Troisièmement, toujours au regard de la méthode, les auteurs de cette proposition de loi ont recodifié ou corrigé certaines dispositions.
Le texte initial – force est de le constater – comportait des mesures de codification qui auraient pu modifier le sens du droit ou compromettre sa lisibilité, soit l’inverse de l’effet recherché.
Tout comme Mme la rapporteure, le chef de file de notre groupe s’est attaché à corriger cet écueil lors des travaux de la commission. Sur le fondement de notre analyse, nous avons proposé des amendements tendant notamment à appliquer certaines préconisations de l’avis du Conseil d’État. Un certain nombre de nos amendements ont été adoptés en commission.
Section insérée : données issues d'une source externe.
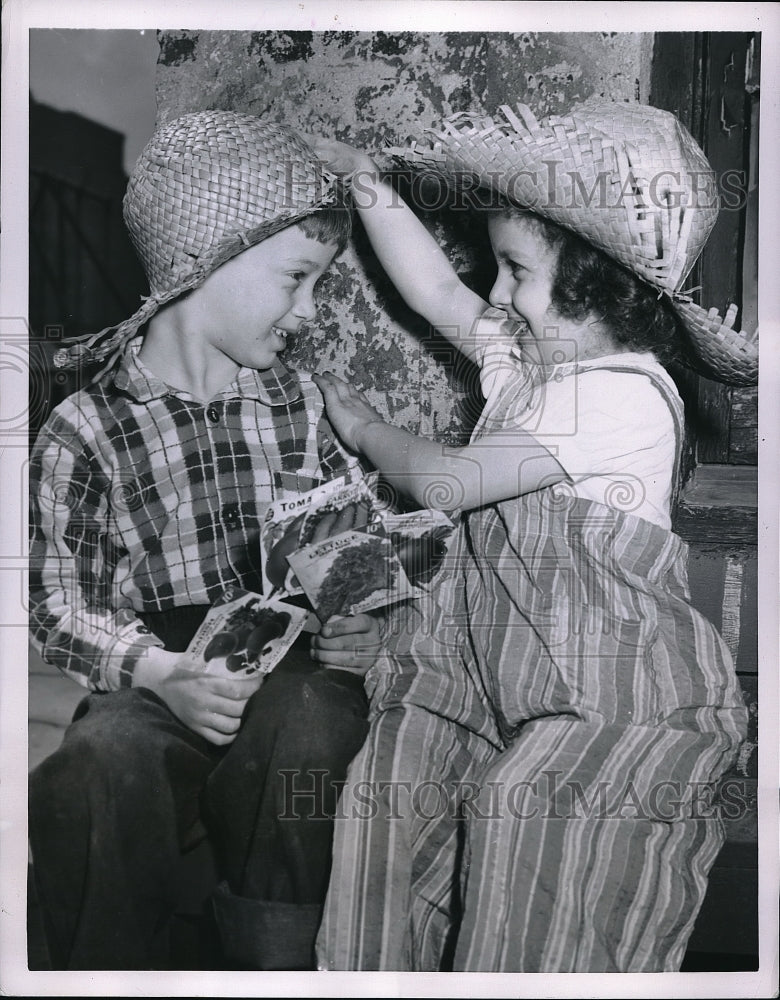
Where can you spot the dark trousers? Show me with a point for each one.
(137, 823)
Nous avons particulièrement veillé à ce que cette proposition de loi ne porte que sur des éléments réellement obsolètes et à ce qu’elle ne contribue pas à complexifier le droit existant. Nous avions en effet quelques incertitudes au regard des modifications proposées sur le droit applicable aux territoires ultramarins.
Nous avons par ailleurs demandé l’abrogation d’un article de la loi du 7 janvier 1983 relative à la répartition de compétences entre les communes, les départements, les régions et l’État, dite loi Defferre, et rappelant notre attachement symbolique aux dispositions de la loi Marcellin, nous avons déposé un amendement de suppression visant à maintenir ces dernières. De manière générale, nous sommes favorables à un certain nombre d’amendements qui ont été adoptés.
Vous l’aurez compris, chers collègues, nous soutenons bien évidemment l’état d’esprit général de ce travail de simplification auquel les collectivités comme nos concitoyens sont attachés. Le groupe Socialiste, Écologiste et Républicain votera donc en faveur de ce texte.